Dhaka, Feb 22 (PTI) Bangladeshi officials and business leaders on Wednesday said Dhaka could not defy the US or the EU ban on Russian ships or products due to the Ukraine war as it may attract sanctions on the small South Asian country.
“We are not in a position to allow Russian ships to deliver cargo if any of their vessels are under the US or the EU sanction,” a foreign ministry official said, preferring anonymity.
The official’s comments came as he was approached a day after Russia summoned Bangladesh's ambassador to Moscow to protest over Dhaka's decision to block entry of Russian ships under Western sanctions.
Russia's foreign ministry in a subsequent statement said it had told the Bangladesh envoy that the move to ban its ship was not in line with "traditionally friendly bilateral relations and may adversely affect the prospects for cooperation in various fields".
"This step runs counter to the traditionally friendly character of bilateral relations and can have a negative effect on the prospects for our cooperation in various spheres," the Russian foreign office said.
Dhaka, however, is yet to give any official reaction on summoning its envoy to Russia but Mercantile Marine Office in a notice earlier said in line with the foreign ministry advice it banned entry into Bangladeshi ports of 69 Russian vessels which were embargoed by the United States.
“Russia is a friendly country but whatever they say, we can’t afford to allow their particular ships which are under sanctions of the US or the European Union,” Bangladesh Ocean Going Ship Owners Association (BOGSA) chairman Azam J Chowdhury told PTI.
He said the US and the EU countries were the crucial destinations of Bangladeshi products like readymade garments and “our business interests do not allow us to defy their ban”.
“The reality is almost all countries, including our neighbouring India are also acknowledging the ban,” Chowdhury said, adding the denial of ships under Western sanctions did not mean that Bangladesh was severing its trade ties with Russia.
Bangladesh foreign minister Dr AK Abdul Momen has urged Russia not to send cargo through ships sanctioned by the United States, emphasising that Dhaka did want its ties with Washington to be affected.
“We told Russia that they can send us cargo through any of their vessels except 69 ships that are under (US) sanction,” he told reporters weeks after Moscow sent a ship to deliver equipment for Bangladesh’s Rooppur nuclear power plant, which is being built with Russian assistance.
Dhaka refused to accept the vessel due to the US sanctions as the Russian flag carrier — Sparta III — was scheduled to dock at Bangladesh’s southwestern Mongla port on December 24 to unload the cargo as it reached its territorial waters in the Bay of Bengal.
“It is surprising that Russia changed the name of a ship. We didn’t expect it. Now, we expect Russia to send non-sanctioned ships,” Momen said.
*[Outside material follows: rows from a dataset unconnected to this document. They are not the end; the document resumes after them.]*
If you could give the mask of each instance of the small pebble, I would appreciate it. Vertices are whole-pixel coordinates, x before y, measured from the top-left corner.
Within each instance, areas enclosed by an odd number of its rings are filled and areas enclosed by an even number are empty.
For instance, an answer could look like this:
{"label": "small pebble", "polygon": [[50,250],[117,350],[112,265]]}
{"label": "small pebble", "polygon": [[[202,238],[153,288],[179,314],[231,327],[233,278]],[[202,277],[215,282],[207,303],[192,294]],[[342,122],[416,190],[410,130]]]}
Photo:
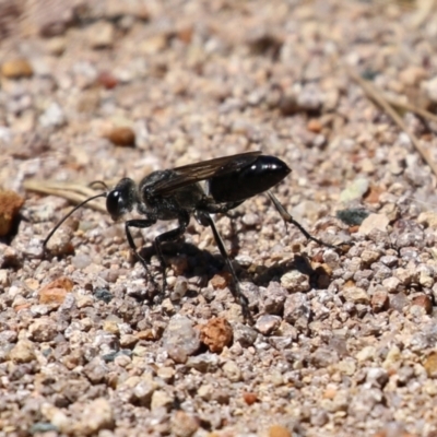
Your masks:
{"label": "small pebble", "polygon": [[176,315],[164,331],[163,346],[175,362],[186,363],[200,347],[199,332],[190,319]]}
{"label": "small pebble", "polygon": [[185,411],[176,411],[172,416],[172,435],[176,437],[191,437],[200,427],[200,421]]}
{"label": "small pebble", "polygon": [[302,293],[309,290],[309,277],[298,270],[292,270],[281,276],[281,285],[292,293]]}
{"label": "small pebble", "polygon": [[375,312],[385,311],[388,309],[390,304],[389,295],[385,290],[378,290],[371,296],[370,305]]}
{"label": "small pebble", "polygon": [[258,332],[260,332],[261,334],[269,335],[273,331],[275,331],[280,324],[281,324],[281,317],[263,315],[258,318],[255,327],[257,328]]}
{"label": "small pebble", "polygon": [[31,78],[34,70],[26,59],[16,58],[2,63],[1,74],[8,79]]}
{"label": "small pebble", "polygon": [[213,318],[201,327],[200,340],[211,352],[221,353],[233,340],[233,329],[223,318]]}
{"label": "small pebble", "polygon": [[108,134],[107,139],[114,145],[123,147],[133,147],[135,145],[135,132],[128,127],[114,128]]}
{"label": "small pebble", "polygon": [[16,192],[0,190],[0,237],[5,237],[12,231],[23,204],[24,199]]}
Earlier foreign ministry officials said that the denial came after the US Embassy in Dhaka in a letter to Bangladesh authorities described the vessel to be actually URSA MAJOR, which was on their list of sanctioned Russian ships.
According to the US list of 69 sanctioned Russian vessels, URSA MAJOR or Sparta III is an Amphibious/Attack Cargo Ship (AKA) designed to carry equipment, cargo and troops.
Prime Minister Sheikh Hasina and several of her cabinet colleagues, however, in recent months expressed their concern over the economic impact of the US sanctions on countries like Bangladesh and appealed for peace.